Vif, but not Vpr, disrupts the proper localization of PP2A-B56 at the kinetochores

(A) Representative immunofluorescence images labeled B56, CENP-C, and DNA in Control and Vif-expressing HeLa cells with or without nocodazole treatment. (B) Representative immunofluorescence images labeled B56, CENP-C, and DNA in Control and Vpr-expressing HeLa cells. (C) Normalized B56 intensities at kinetochores for cells in (A) and (B) (n=200 kinetochores over 8 cells from two independent replicates for each). (D) Representative immunofluorescence images labeled for Plk1, CENP-C, and DNA of Control HeLa cells and cells expressing Vif. (E) Normalized Plk1 intensities at kinetochore for cells in (D) (n=200 kinetochores over 8 cells from two independent replicates for each).

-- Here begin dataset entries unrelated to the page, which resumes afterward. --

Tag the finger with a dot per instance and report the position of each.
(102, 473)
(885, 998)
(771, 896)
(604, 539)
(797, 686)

Vif impairs stable and balanced kinetochore microtubule attachments

(A) Left: Representative immunofluorescence images labeled CENP-C, Astrin, and DNA in Control and Vif-expressing HeLa cells, Right: Illustrative interpretation of images on the left. (B) Normalized Astrin and CENP-C intensities at kinetochores for cells in (A) (n = 200 kinetochores from 8 cells from two independent replicates for each) (C) Relative signal intensities of Astrin and CENP-C between sister kinetochores, values normalized with formula: 1 – (lower intensity value/higher intensity value). (D) Representative immunofluorescence images labeled for CENP-C, pHec1(S55), and DNA in Control and Vif-expressing HeLa cells. (E) Normalized pHec1(S55) intensities at kinetochores for cells in (D). (n = 200 kinetochores from 8 cells from two independent replicates for each). (F) Relative pHec1(S55) intensities between sister kinetochores, values normalized with formula: 1 – (lower intensity value/higher intensity value). (G) Representative immunofluorescence images labeled for Hec1, CENP-C, and DNA in HeLa cells expressing Vif. (H) Normalized Hec1 intensities at kinetochores for cells in (G) (n=200 kinetochores over 8 cells from two independent replicates for each).

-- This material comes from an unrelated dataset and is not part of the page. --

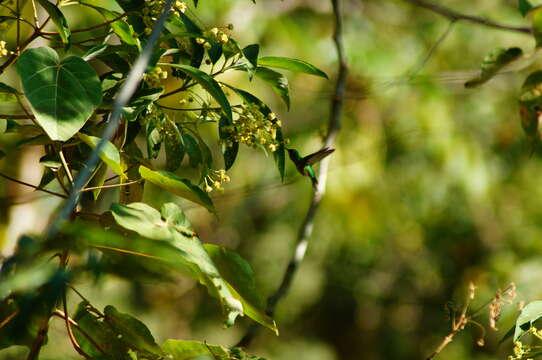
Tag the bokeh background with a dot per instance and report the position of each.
(432, 186)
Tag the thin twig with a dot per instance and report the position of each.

Proposed model for the molecular mechanism underlying Vif’s pseudo-metaphase arrest

Top: Cartoon model depicting metaphase alignment of Control cells followed by anaphase. Middle: Cartoon model depicting pseudo-metaphase alignment of Vif-expressing cells with unbalanced microtubule attachment followed by three-step polar chromosome cycle. Bottom: Cartoon depiction of three-step polar chromosome cycle, (1) chromosome at the equator is pulled towards pole due to unbalanced pulling force, (2) kinetochore-microtubule destabilization at the spindle pole, (3) equator-directed movement of chromosome for realignment.